Inflation is likely to jump amid an economic slowdown – but the Fed chair ruled out a swift rate cut

Fed's Powell sounds the alarm on potential Trump tariff shock

Federal Reserve chair Jerome Powell said the Trump administration’s tariff war will likely drive inflation higher and slow the US economy, but dismissed the prospect of an imminent interest rate cut as those risks grow. 

Speaking Wednesday in an address to the Economic Club of Chicago, Powell highlighted the unprecedented nature of President Trump’s new trade policy, which includes sweeping tariffs on global trading partners and huge levies on most Chinese imports to the US. “There isn’t a modern experience for how to think about this,” he said.  

The Fed chief described the extent of Trump’s tariffs as “significantly larger than anticipated” in remarks that sent US stocks plunging as fears grew of a sharp economic downturn.  

But even the risk of stagflation – high inflation coupled with a sluggish economy and rising unemployment – likely won’t push the Fed into a premature rate cut. Powell said it would “wait for greater clarity” before potentially bringing rates lower, although he acknowledged a dilemma could arise if inflation spikes while the economy also contracts.  

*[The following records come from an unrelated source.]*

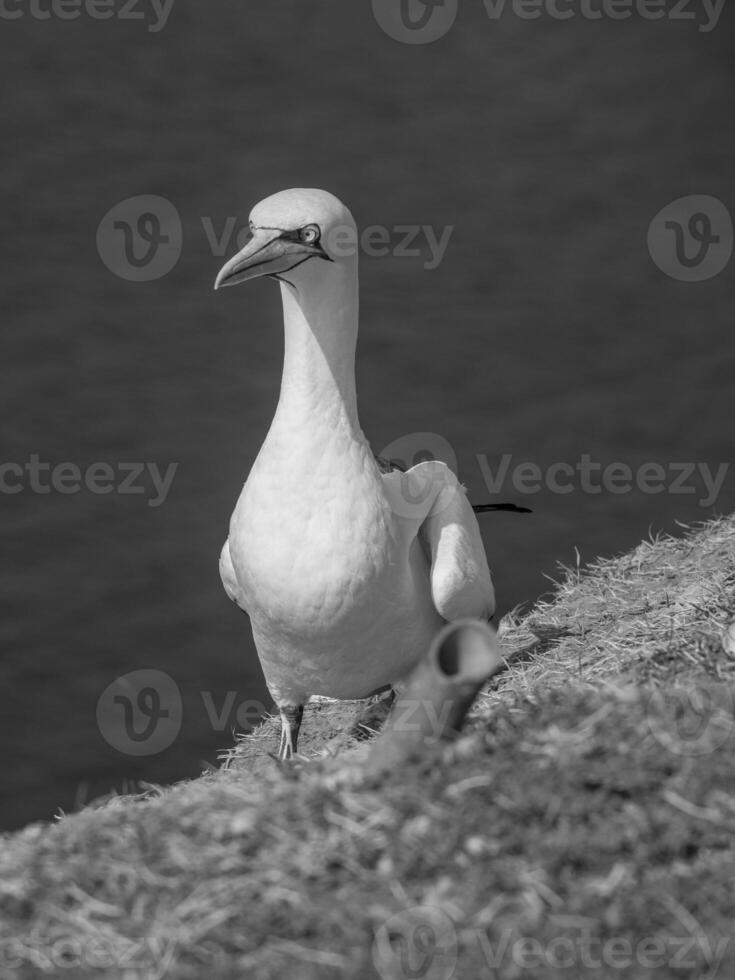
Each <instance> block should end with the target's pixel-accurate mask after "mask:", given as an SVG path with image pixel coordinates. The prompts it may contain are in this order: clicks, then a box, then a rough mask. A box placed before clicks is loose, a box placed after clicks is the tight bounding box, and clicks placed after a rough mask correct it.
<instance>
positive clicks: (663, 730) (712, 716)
mask: <svg viewBox="0 0 735 980" xmlns="http://www.w3.org/2000/svg"><path fill="white" fill-rule="evenodd" d="M646 717H647V721H648V727H649V728H650V730H651V734H652V735H653V736H654V738H655V739H656V740H657V741H658V742H659V743H660V744H661V745H663V747H664V748H665V749H668V751H669V752H671V753H672V754H673V755H680V756H684V755H685V756H701V755H709V754H710V753H711V752H714V751H715V750H716V749H719V748H720V747H721V746H723V745H724V744H725V742H726V741H727V740H728V739H729V738H730V736H731V735H732V733H733V730H735V701H734V700H733V694H732V691H731V690H730V688H729V687H728V686H727V685H726V684H715V683H711V684H706V683H701V682H697V683H696V684H687V685H686V686H685V685H684V684H674V685H672V686H667V687H665V688H657V689H656V690H655V691H654V692H653V694H652V695H651V697H650V698H649V701H648V708H647V712H646Z"/></svg>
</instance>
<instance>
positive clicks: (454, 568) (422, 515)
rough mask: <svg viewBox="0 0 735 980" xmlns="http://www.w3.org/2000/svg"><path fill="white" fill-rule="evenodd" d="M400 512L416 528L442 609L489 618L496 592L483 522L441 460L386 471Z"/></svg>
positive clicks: (389, 482)
mask: <svg viewBox="0 0 735 980" xmlns="http://www.w3.org/2000/svg"><path fill="white" fill-rule="evenodd" d="M383 486H384V488H385V492H386V496H387V497H388V500H389V502H390V504H391V508H392V509H393V512H394V513H395V514H396V516H397V518H399V519H401V518H402V519H403V520H404V521H405V522H407V524H408V526H409V527H410V526H411V525H412V524H413V531H414V533H416V534H417V536H418V538H419V540H420V542H421V544H422V545H423V547H424V550H425V552H426V555H427V558H428V560H429V564H430V566H431V594H432V598H433V600H434V605H435V606H436V608H437V610H438V612H439V614H440V615H441V616H442V617H443V618H444V619H446V620H448V621H452V620H455V619H461V618H464V617H474V618H477V619H489V618H490V617H491V616H492V615H493V613H494V611H495V592H494V589H493V583H492V578H491V576H490V569H489V568H488V565H487V557H486V556H485V547H484V545H483V543H482V537H481V536H480V528H479V526H478V523H477V518H476V517H475V514H474V512H473V510H472V507H471V505H470V503H469V501H468V500H467V496H466V493H465V489H464V487H463V486H462V484H461V483H460V482H459V480H458V479H457V477H456V476H455V475H454V473H453V472H452V470H451V469H450V468H449V467H448V466H447V465H446V464H445V463H442V462H440V461H438V460H430V461H427V462H424V463H419V464H418V465H417V466H413V467H411V469H409V470H407V471H406V472H401V471H400V470H397V469H394V470H391V471H389V472H387V473H383Z"/></svg>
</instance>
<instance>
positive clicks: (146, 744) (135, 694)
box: [97, 669, 268, 756]
mask: <svg viewBox="0 0 735 980" xmlns="http://www.w3.org/2000/svg"><path fill="white" fill-rule="evenodd" d="M200 696H201V701H202V708H203V710H204V712H205V715H206V717H207V720H208V722H209V725H210V726H211V728H212V731H215V732H224V731H225V730H228V731H229V730H232V729H233V728H235V727H237V728H240V729H243V730H246V731H250V730H251V729H252V728H254V727H255V726H256V725H257V724H258V723H259V722H261V721H262V720H263V718H264V717H265V715H266V714H267V713H268V708H267V706H266V705H264V704H263V703H262V701H257V700H254V699H252V698H247V699H245V698H240V697H239V696H238V692H237V691H227V693H226V694H225V695H224V697H223V698H222V700H221V701H220V702H219V703H217V701H216V699H215V697H214V696H213V694H212V692H211V691H201V692H200ZM182 721H183V702H182V698H181V691H180V689H179V686H178V684H177V683H176V681H175V680H174V679H173V677H171V675H170V674H167V673H166V672H165V671H163V670H153V669H143V670H133V671H130V672H129V673H127V674H122V675H121V676H120V677H116V678H115V680H114V681H112V683H111V684H108V685H107V687H106V688H105V689H104V691H103V692H102V694H100V696H99V698H98V700H97V727H98V728H99V730H100V733H101V735H102V737H103V738H104V739H105V741H106V742H107V743H108V745H111V746H112V747H113V748H114V749H116V750H117V751H118V752H120V753H122V754H123V755H135V756H147V755H157V754H158V753H159V752H163V751H164V749H167V748H168V747H169V746H170V745H171V744H172V743H173V742H174V740H175V739H176V737H177V736H178V734H179V732H180V731H181V725H182Z"/></svg>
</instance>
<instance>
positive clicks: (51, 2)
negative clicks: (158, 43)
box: [0, 0, 174, 34]
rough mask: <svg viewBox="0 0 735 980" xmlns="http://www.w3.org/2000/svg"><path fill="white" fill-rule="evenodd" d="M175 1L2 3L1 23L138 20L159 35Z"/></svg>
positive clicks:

“We may find ourselves in the challenging scenario in which our dual-mandate goals are in tension,” he said.  

Don’t expect a Fed rate cut anytime soon 

Powell clearly remains in no mood to slash rates just yet. “For the time being, we are well positioned to wait for greater clarity before considering any adjustments to our policy stance,” he said in Wednesday’s address.   

The Fed chief’s Wednesday remarks mark the clearest indication yet that the central bank is viewing Trump’s trade war with concern, and sparked a fresh stock selloff on Wall Street and a surge toward the bond market.  

The S&P 500 fell 2.2% on the day as Powell signaled the economy was probably “moving away” from the Fed’s target “probably for the balance of the year.” 

Mortgage market feeling the pain from Trump’s tariffs 

The US mortgage and housing markets have also reeled amid Trump’s trade war. The Mortgage Bankers Association (MBA)’s Market Composite Index, which measures overall mortgage loan application volume across the country, dived 7.6% in the week ending April 11, spurred by a 12.4% dip in refinance applications and a 3.8% slide in applications to purchase.  

The average 30-year fixed mortgage rate spiked 20 points on the back of bond market chaos, surging to 6.99%, while the 15-year average fixed rate was up 18 points to 6.27%.   

Trump has long called for the Fed to immediately bring rates lower and said on April 4 – two days after he launched the so-called “Liberation Day” wave of tariffs – marked the “perfect time” for a rate cut.  

Powell’s careful approach has frequently drawn the president’s ire. In January, after the Fed chose to hit pause on a series of rate cuts, Trump accused the central bank of doing a “terrible job” on bank regulation and lowering inflation in a Truth Social post.